Comme on pouvait s'y attendre, le tour de vis qu'Ottawa vient de donner au programme des travailleurs étrangers temporaires (TET) ne satisfait personne. Disons-le franchement: l'utilisation de main-d'oeuvre importée est une question complexe qui requiert plus d'intelligence que les parties en ont manifesté jusqu'ici.

Deux cents mineurs chinois pour pouvoir démarrer l'exploitation d'une nouvelle mine en Colombie-Britannique. Des employés de banque à qui l'on demande de former les étrangers qui effectueront leur travail. Un entrepreneur qui fait venir des ouvriers irlandais pour travailler à la construction d'un hôpital à Winnipeg. Un programme dont l'utilisation a plus que triplé en 10 ans, permettant près de 340 000 travailleurs étrangers temporaires de gagner leur croûte au Canada à la fin de l'an dernier. Avec, en toile de fond, un taux de chômage qui reste obstinément collé au-dessus de 7%.

Il fallait vraiment que la pression soit intenable pour que le gouvernement Harper, peu porté sur la marche arrière, revienne sur deux décisions annoncées l'an dernier. La possibilité de payer les étrangers jusqu'à 15% moins cher que la main-d'oeuvre locale est éliminée, et l'analyse accélérée de la démonstration du besoin (AMT-A) suspendue jusqu'à nouvel ordre.

Les autres mesures annoncées lundi, comme l'obligation d'intensifier le recrutement local, l'interdiction d'exiger une autre langue que le français ou l'anglais et l'obligation de présenter un plan pour pourvoir les postes localement un jour, étaient déjà toutes dans le dernier budget.

Les lobbys d'entreprises trouvent que c'est trop, les regroupements de travailleurs pas assez. Tous devraient respirer par le nez.

Les employeurs ont des besoins bien réels. Mais ils doivent aussi comprendre qu'il s'agit d'un sujet sensible où la légalité n'excuse pas tout. Si les dirigeants de HD Mining avaient su dire combien d'années il leur faudrait pour former toute la main-d'oeuvre canadienne dont ils ont besoin, et si la Banque Royale avait exigé de son sous-traitant que le travail imparti soit accompli par de la main-d'oeuvre locale, on n'en serait pas là.

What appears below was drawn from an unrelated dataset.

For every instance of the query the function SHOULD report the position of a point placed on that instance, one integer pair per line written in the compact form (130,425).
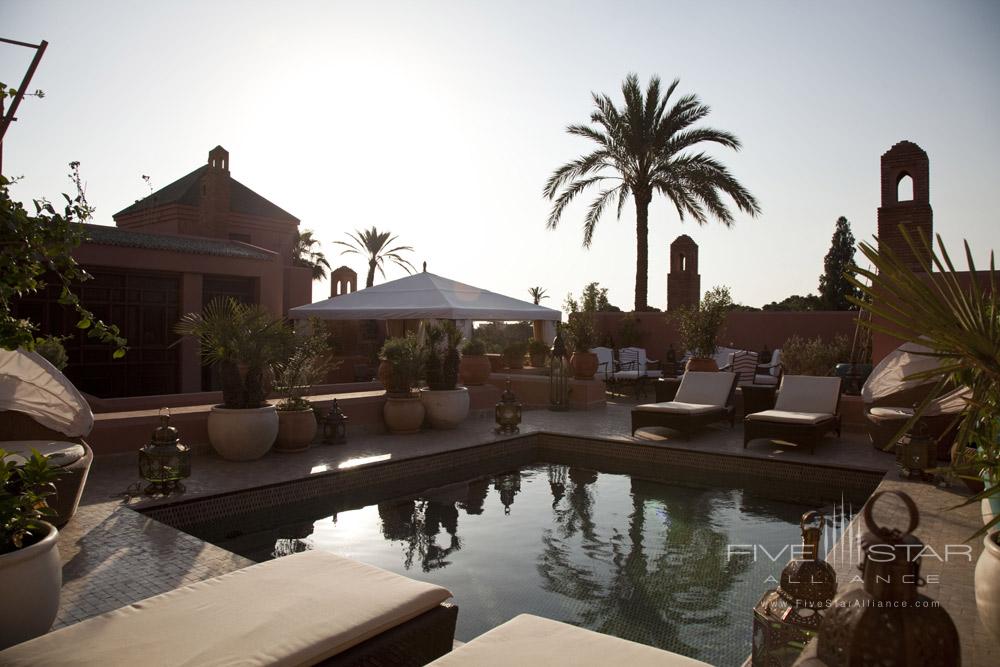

Syndicats et regroupements de travailleurs étrangers ont aussi des préoccupations légitimes. Mais leur discours parfois simpliste (opposer le nombre de chômeurs canadiens au nombre de TET, exiger le statut d'immigrant reçu pour tous les TET) n'aide pas leur cause.

Il ne suffit pas, comme on nous le promet à Ottawa, que les Canadiens aient priorité sur les emplois locaux. Il faut aussi s'assurer, lorsqu'ils n'ont pas les compétences requises, qu'ils puissent les acquérir pour occuper ces postes. Et demeurer à l'affut des effets pervers pour éviter, par exemple, que les conditions de travail de certains emplois se dégradent au point où seuls des TET acceptent de les occuper.

Le tournevis, dans les circonstances, demeure plus indiqué que le marteau. Et encore, à condition de s'en servir avec doigté.